La porte s'ouvrit. Un homme armé d'une arquebuse parut sur le seuil. Juan fit tomber la chandelle, mais trop tard, l'homme avait fait feu. Il sentit quelque chose de chaud glisser sur ses mains, tandis que se desserrait l'étreinte de Fausta... La pauvre enfant tomba sur le parquet. La balle venait de lui fracasser l'épine dorsale; son père l'avait tuée au lieu de Don Juan!
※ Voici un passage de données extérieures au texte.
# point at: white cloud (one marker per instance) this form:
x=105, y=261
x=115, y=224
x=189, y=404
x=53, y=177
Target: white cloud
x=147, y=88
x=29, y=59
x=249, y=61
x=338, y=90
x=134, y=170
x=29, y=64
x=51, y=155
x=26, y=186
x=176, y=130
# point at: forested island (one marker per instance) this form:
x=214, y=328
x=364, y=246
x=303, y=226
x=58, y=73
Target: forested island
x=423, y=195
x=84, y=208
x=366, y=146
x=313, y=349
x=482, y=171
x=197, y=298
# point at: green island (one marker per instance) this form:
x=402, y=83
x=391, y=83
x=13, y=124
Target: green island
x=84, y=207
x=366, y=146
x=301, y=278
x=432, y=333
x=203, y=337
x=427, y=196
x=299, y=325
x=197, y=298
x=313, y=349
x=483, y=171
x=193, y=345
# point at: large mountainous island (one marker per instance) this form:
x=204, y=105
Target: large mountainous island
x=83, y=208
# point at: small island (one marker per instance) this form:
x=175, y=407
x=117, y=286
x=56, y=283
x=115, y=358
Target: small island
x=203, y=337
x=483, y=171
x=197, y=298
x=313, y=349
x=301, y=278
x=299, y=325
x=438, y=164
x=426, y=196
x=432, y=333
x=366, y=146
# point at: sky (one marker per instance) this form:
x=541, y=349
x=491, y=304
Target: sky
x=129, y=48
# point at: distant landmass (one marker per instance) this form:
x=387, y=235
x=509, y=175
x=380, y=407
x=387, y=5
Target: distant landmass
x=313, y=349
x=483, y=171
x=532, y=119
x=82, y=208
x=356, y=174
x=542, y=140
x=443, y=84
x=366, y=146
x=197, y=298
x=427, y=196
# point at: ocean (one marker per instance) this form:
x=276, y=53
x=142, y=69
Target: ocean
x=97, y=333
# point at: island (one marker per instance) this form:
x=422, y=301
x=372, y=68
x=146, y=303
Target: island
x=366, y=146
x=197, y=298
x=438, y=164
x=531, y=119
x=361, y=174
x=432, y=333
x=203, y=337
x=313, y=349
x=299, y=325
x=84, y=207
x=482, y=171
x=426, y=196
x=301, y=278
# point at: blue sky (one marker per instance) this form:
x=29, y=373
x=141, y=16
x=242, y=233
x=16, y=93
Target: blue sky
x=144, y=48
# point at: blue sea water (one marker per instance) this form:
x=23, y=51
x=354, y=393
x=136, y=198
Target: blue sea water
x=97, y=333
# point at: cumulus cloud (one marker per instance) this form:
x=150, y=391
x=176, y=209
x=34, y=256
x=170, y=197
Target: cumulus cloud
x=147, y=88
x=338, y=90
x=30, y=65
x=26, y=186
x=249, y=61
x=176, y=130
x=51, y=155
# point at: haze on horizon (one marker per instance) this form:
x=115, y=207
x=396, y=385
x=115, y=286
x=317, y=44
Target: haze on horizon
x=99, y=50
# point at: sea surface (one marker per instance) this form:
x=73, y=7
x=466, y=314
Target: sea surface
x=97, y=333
L'épée à la main, celui-ci cherchait maintenant à se frayer un passage. Les laquais le harcelaient en effet. Soudain Don Alonso de Ojedo se trouva devant lui. Juan ne voulait que se défendre, mais l'attaque appelle la riposte et la riposte l'attaque. Don Ojedo tomba transpercé devant lui.


Il put ainsi gagner la rue sans être poursuivi. Les domestiques et Doña Teresa, qui ne connaissait pas encore tout son malheur, s'empressaient auprès des victimes. Il fit bientôt irruption dans la chambre de Garcia, toujours occupé à vider des bouteilles d'amontillado. Lui s'était dégrisé. Il se laissa tomber dans un fauteuil, les yeux hagards, et des râles douloureux sortaient de sa poitrine.

Avec des mots entrecoupés, il raconta ce qui s'était passé.

«Buvez, lui disait Don Garcia, buvez, vous en avez besoin. Tuer un père est grave... Rester à Salamanque, ce serait folie. Votre réputation, à l'heure actuelle, à l'Université vaut la mienne, c'est-à-dire pas grand'chose... Même l'affaire étouffée, notre cas est mauvais. Il faut partir. Don Juan, on se bat dans les Flandres. Nous sommes devenus ici bien trop savants pour des gentilshommes de bonne maison. Partons au massacre des hérétiques: rien n'est plus propre à racheter nos peccadilles.

—C'est cela, fit Juan. En Flandre! En Flandre! Allons nous faire tuer en Flandre!